Government bonds in Norway are not cheap at this stage, particularly the shorter end of the curve. The entire yield curve is fairly valued and offers little in the scope of additional gains with four-year Norwegian government bonds yielding 3.15% and trading north of NOK 112.

It’s another story altogether for investment grade Norwegian corporate bonds.

Many mid-sized to large-cap Norwegian companies now yield about 5-6% and some even north of 7%. Even better, many issuers are still trading below par value.

For example, Størebrand A/S, Norway’s second-largest insurance company, has a May 2012 issue selling at NOK 97.56 and yielding 5.03% or roughly 182 basis points more than comparable Norwegian government bonds. For dollar based and euro based investors – two screwball currencies with poor fundamentals, the NOK looks far superior.

Remember, dollar and euro based investors aren’t just getting income…they&rsq... also be taking home any profits from the NOK appreciating over their home currency while they hold the bond. But before you add some NOK to your portfolio, I’d consider waiting for a correction in oil prices…

Norway is mostly about oil. If prices come down this summer, then the NOK will follow south. The NOK has already gained about 10% against the dollar and 8% versus the EUR in 2009. The dollar is also oversold and might rebound sharply, if only temporarily.

Yet here’s the primary reason why I like the NOK more than any other currency over the next five years: Norway has a superb balance sheet.

The country’s current account balance as a percentage of GDP is a whopping 10.5% compared to 4.4% for Germany, 6.9% for China and 7.5% for Switzerland. Its trade balance stands at $70 billion dollars, compared to big deficits as far as the eye can see for the United States, England and several other large European economies.

In a nutshell, strong fundamentals support the NOK – unlike most other currencies.

Of course, gold has outpaced the NOK and other currencies since 2005. I still prefer gold more than any other paper currency in the world, and I still think we’re probably approaching the next phase of this economic crisis as currency chaos envelops the United States, Europe and other sovereign nations. The global exchange rate system is sick and largely dysfunctional with crashes, devaluations, and revaluations now a regular event since 1992.
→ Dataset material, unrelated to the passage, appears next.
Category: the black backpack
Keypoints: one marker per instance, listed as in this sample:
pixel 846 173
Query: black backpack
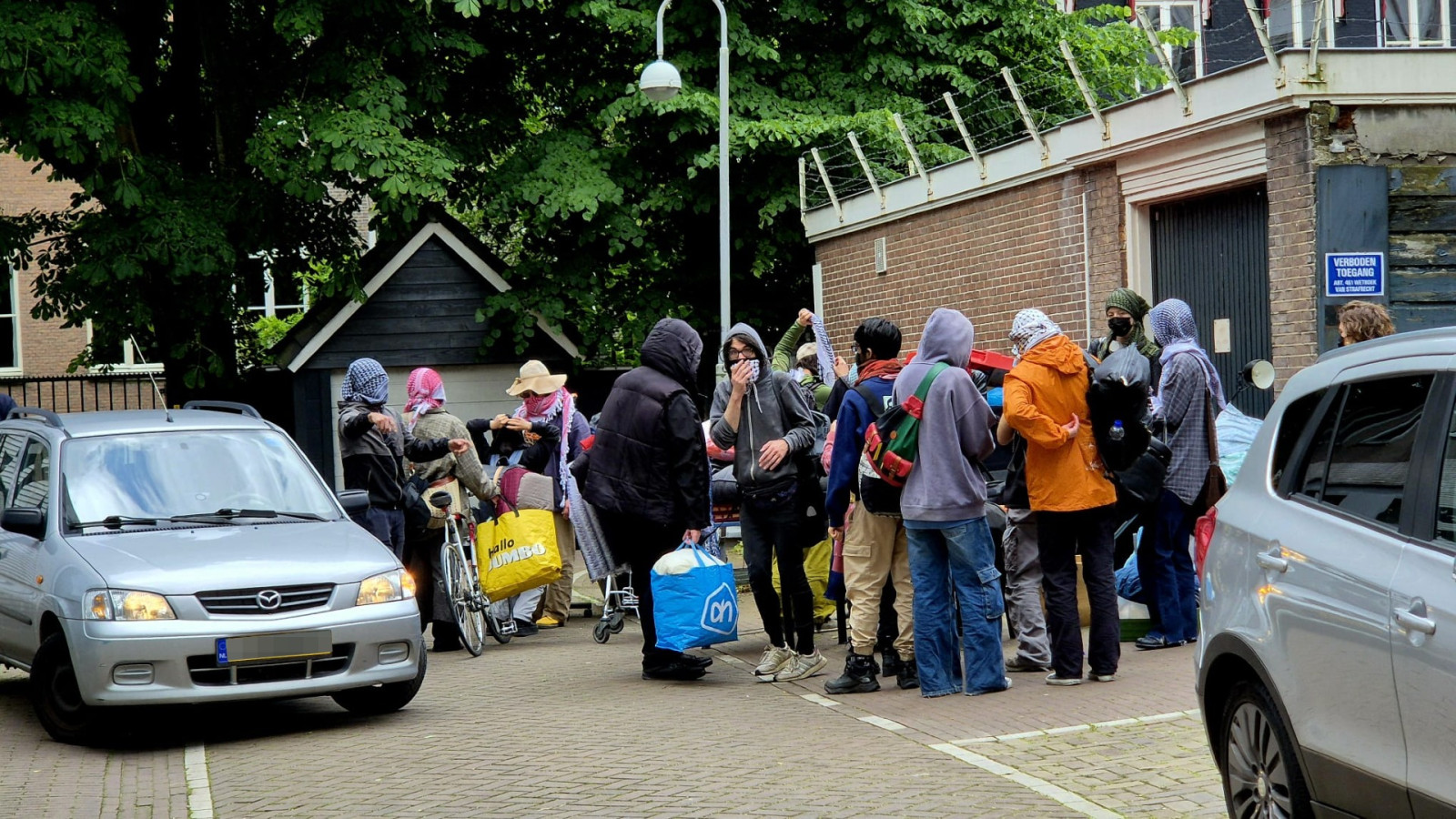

Gold is completely outside of the credit system and is not a liability to the investor – unlike fiat money. And with central banks cutting rates aggressively, the cost advantage of owning gold continues to improve.

Still, we can’t just sit on gold.

As the U.S. dollar musters some additional strength this summer in another bear market rally, consider selling the buck, euro and most other currencies for the Norwegian kroner, the Canadian dollar and gold.

These currencies should lead the charge forward in the future namely because of their commodity wealth and strong balance sheets. Also, the Chinese yuan is part of this special club…but only once it becomes fully convertible.